Thatcher told me: ‘I don’t want anything to do’ with the AIDS campaign
Margaret Thatcher “pursed her lips” over the 1986 government campaign against the AIDS epidemic, refusing to take any responsibility, says Edwina Currie.
The ex-Tory MP has spoken to GT (Gay Times) of the moment when she approached the former Prime Minister about the ‘Don’t Die of Ignorance’ campaign of 1986.
It was designed to address the fact that scores of mostly gay and bisexual men were dying from AIDS-related illnesses in an era long before effective treatment for HIV.
Along with adverts, leaflets warning about the epidemic were posted to every household in Britain in 1986.
At the time, Ms Currie was a newly-appointed junior health minister working underneath Lord Fowler, the former Health Secretary ultimately responsible for driving forward the initiative.
Ms Currie said: “When we went and told Mrs Thatcher about it, she pursed her lips and said, ‘Hmm, do you really think this is absolutely necessary?’
“And we said, ‘Yes Prime Minister, this is necessary, people are dying in large numbers and they’re young health people in the prime of life.”
Ms Currie said Thatcher replied: “If you really think it’s necessary, go ahead, but I don’t want anything to do with it.”
The former MP, who campaigned to change the age of consent in 1994, also revealed former Prime Minister John Major thought she was wrong for not compromising.
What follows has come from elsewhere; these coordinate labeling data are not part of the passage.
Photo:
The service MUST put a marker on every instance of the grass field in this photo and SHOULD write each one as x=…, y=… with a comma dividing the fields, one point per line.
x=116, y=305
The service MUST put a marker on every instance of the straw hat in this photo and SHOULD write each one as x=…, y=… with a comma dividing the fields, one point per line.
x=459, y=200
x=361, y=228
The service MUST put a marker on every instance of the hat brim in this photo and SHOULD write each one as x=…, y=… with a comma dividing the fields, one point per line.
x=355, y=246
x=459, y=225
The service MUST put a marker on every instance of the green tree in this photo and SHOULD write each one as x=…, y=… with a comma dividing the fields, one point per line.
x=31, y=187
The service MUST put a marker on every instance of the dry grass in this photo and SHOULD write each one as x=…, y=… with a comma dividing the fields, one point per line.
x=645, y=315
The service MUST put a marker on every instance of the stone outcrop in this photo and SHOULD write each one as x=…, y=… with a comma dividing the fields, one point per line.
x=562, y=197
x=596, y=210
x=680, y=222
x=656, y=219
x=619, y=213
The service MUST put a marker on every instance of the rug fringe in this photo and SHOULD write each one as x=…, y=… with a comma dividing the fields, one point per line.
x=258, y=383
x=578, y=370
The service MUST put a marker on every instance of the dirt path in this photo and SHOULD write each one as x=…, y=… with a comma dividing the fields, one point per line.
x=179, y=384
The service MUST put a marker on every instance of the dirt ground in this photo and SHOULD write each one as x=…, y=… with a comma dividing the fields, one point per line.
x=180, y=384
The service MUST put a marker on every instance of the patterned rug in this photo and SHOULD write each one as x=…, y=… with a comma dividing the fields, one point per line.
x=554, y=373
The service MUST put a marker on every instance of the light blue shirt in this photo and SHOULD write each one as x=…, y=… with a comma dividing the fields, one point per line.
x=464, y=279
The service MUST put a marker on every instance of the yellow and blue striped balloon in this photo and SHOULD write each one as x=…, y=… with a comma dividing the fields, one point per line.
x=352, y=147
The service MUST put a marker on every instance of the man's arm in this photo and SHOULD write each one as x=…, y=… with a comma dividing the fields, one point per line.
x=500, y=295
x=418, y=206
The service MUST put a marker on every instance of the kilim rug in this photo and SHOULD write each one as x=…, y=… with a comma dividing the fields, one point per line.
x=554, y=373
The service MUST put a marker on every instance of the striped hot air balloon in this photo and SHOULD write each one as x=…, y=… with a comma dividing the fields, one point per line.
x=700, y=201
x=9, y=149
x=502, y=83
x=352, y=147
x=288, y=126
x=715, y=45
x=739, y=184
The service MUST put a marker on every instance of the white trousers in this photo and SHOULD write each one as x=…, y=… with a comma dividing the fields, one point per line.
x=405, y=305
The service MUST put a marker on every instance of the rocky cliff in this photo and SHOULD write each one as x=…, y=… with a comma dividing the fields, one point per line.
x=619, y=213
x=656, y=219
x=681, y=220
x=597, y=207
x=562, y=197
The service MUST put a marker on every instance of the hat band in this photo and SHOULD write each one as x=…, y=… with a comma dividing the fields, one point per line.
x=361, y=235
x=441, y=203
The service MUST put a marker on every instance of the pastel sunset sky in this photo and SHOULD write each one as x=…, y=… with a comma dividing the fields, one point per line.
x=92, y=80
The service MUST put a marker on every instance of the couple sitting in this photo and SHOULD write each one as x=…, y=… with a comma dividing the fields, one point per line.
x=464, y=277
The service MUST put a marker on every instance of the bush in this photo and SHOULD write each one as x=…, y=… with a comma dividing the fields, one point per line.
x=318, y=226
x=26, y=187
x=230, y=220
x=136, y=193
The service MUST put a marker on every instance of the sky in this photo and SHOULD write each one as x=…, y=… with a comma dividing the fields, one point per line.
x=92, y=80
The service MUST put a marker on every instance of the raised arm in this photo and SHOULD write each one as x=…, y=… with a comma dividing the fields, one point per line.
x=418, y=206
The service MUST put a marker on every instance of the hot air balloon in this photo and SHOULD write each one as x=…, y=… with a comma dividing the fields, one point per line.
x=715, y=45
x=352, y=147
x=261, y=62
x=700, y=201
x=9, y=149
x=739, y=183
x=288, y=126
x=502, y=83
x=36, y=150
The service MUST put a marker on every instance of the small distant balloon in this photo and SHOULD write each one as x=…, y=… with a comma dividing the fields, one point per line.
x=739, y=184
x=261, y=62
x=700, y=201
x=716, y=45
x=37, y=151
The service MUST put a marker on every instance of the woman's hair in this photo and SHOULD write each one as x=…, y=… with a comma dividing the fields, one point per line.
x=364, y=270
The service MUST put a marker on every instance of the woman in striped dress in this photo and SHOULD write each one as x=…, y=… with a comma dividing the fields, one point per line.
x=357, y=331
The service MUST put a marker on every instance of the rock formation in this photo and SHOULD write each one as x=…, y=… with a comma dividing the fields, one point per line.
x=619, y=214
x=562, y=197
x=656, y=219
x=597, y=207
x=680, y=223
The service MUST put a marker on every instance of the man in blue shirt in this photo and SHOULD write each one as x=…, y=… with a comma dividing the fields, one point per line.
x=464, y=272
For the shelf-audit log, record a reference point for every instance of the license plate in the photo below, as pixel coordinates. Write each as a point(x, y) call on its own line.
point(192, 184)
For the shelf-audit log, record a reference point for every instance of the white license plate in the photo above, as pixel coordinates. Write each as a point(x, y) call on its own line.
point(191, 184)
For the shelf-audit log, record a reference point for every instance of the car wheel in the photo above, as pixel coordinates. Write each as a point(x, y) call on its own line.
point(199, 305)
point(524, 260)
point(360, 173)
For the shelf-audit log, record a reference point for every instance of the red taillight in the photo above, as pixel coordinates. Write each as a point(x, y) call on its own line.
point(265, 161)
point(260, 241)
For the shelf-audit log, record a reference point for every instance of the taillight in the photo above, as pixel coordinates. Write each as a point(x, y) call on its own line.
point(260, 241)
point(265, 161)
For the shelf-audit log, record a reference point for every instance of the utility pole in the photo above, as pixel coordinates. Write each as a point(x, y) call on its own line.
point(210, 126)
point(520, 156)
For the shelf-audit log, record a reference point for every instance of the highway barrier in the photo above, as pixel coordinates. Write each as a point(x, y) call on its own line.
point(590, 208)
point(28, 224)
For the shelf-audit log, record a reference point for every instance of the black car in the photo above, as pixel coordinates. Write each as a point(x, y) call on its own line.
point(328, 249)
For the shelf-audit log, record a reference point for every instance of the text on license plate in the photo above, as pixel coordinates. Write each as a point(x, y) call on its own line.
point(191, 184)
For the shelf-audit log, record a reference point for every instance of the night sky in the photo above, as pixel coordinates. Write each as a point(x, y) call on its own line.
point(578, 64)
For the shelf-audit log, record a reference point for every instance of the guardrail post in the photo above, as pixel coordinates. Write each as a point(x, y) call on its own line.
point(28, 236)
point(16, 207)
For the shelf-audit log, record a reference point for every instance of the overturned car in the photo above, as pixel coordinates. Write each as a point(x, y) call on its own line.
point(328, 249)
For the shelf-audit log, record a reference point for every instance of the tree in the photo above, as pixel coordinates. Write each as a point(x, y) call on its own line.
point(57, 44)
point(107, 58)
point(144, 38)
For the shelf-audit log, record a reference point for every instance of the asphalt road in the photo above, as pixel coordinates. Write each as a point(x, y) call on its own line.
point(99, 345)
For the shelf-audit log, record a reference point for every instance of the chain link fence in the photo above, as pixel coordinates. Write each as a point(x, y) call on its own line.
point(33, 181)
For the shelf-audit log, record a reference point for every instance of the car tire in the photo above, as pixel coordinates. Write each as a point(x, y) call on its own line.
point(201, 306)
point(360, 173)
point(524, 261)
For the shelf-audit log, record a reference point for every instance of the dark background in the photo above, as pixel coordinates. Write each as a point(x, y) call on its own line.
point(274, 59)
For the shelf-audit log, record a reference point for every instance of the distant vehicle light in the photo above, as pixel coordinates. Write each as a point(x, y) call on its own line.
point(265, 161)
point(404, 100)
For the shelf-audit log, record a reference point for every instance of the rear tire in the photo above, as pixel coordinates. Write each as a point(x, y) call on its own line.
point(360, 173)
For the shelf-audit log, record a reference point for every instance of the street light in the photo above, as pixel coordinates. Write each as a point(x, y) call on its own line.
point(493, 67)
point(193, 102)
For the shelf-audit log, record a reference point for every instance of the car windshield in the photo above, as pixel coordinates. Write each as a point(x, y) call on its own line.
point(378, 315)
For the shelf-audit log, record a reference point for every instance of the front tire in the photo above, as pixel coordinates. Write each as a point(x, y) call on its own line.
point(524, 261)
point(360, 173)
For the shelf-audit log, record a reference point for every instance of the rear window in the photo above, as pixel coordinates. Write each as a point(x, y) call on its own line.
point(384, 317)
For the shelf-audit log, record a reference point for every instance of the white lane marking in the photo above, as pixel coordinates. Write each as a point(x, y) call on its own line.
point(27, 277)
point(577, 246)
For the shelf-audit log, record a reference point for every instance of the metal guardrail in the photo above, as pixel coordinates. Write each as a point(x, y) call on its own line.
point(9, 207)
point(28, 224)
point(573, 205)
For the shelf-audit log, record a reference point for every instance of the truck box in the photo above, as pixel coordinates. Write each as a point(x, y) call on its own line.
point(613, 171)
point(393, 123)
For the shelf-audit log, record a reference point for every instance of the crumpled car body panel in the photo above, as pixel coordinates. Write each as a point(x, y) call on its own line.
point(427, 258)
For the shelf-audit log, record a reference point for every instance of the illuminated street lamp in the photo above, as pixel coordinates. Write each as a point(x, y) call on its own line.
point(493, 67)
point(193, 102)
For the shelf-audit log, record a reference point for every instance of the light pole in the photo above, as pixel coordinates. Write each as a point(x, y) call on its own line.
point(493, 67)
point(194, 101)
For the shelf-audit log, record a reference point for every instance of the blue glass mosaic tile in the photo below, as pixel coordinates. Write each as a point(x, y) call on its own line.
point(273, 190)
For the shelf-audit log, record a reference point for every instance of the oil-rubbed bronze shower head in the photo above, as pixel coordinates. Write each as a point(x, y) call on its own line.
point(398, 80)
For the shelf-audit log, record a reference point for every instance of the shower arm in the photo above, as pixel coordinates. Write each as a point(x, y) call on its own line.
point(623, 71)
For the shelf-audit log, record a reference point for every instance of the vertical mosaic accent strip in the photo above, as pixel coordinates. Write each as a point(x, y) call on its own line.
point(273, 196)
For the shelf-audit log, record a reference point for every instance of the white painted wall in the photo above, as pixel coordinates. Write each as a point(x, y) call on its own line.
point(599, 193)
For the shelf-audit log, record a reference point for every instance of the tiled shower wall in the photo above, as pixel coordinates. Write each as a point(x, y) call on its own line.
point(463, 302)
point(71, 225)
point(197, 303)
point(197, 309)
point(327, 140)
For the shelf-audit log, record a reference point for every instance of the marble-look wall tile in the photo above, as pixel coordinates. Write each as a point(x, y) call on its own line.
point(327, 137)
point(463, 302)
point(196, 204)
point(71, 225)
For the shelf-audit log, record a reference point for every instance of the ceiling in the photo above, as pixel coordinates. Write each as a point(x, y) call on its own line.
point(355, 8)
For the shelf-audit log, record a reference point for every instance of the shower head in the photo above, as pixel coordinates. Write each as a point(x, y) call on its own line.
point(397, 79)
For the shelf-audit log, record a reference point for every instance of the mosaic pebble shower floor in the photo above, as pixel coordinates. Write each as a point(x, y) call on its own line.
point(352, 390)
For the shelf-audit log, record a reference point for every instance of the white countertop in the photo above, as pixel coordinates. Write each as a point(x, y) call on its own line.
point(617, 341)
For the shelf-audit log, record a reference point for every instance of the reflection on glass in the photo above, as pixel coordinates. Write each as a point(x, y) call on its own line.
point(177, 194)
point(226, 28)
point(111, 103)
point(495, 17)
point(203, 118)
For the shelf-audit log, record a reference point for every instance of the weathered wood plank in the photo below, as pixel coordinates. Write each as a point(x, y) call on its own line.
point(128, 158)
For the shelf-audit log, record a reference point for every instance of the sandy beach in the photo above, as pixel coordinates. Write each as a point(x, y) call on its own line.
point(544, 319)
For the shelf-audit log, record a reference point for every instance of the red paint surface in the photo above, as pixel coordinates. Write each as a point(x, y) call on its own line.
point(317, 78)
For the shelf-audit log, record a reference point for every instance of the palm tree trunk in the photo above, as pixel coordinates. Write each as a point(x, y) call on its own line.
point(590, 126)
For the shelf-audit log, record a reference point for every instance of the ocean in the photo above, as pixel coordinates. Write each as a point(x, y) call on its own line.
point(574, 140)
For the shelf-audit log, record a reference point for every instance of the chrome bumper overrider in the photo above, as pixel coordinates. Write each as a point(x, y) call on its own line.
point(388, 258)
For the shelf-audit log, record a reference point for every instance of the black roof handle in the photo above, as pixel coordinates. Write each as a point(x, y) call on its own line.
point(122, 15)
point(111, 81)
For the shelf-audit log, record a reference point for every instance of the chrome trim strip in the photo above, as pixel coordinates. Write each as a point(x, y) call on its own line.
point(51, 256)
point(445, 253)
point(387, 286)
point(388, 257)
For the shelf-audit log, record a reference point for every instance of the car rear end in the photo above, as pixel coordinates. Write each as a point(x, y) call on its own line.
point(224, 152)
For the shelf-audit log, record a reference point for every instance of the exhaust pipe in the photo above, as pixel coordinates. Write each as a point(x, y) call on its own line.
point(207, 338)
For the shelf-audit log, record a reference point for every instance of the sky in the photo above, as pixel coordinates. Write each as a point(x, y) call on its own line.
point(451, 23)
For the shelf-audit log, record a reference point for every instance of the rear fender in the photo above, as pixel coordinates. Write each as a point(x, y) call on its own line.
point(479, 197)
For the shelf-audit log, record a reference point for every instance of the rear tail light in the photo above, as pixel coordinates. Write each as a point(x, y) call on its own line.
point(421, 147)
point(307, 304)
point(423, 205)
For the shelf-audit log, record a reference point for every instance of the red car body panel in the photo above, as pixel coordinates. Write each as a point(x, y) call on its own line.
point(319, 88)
“I stopped John in the corridor in the run up to the vote in 94 and said, ‘You should be supporting us, you said in the past how strongly you feel about discrimination,’ and he said, ‘But Edwina, you’re wrong, 18 would be okay’.”
Ms Currie, who had a four-year affair with Sir John in the 1980s, added: “But by then he had become a very weak leader, and really stood to no kind of principle ever. He bore on his face the impression of the last person who sat on it.”
The age of consent was equalised in 1997 under the Labour government of Tony Blair.
Last year, Edwina Currie spoke about the campaign to equalise the age of consent in an article for PinkNews.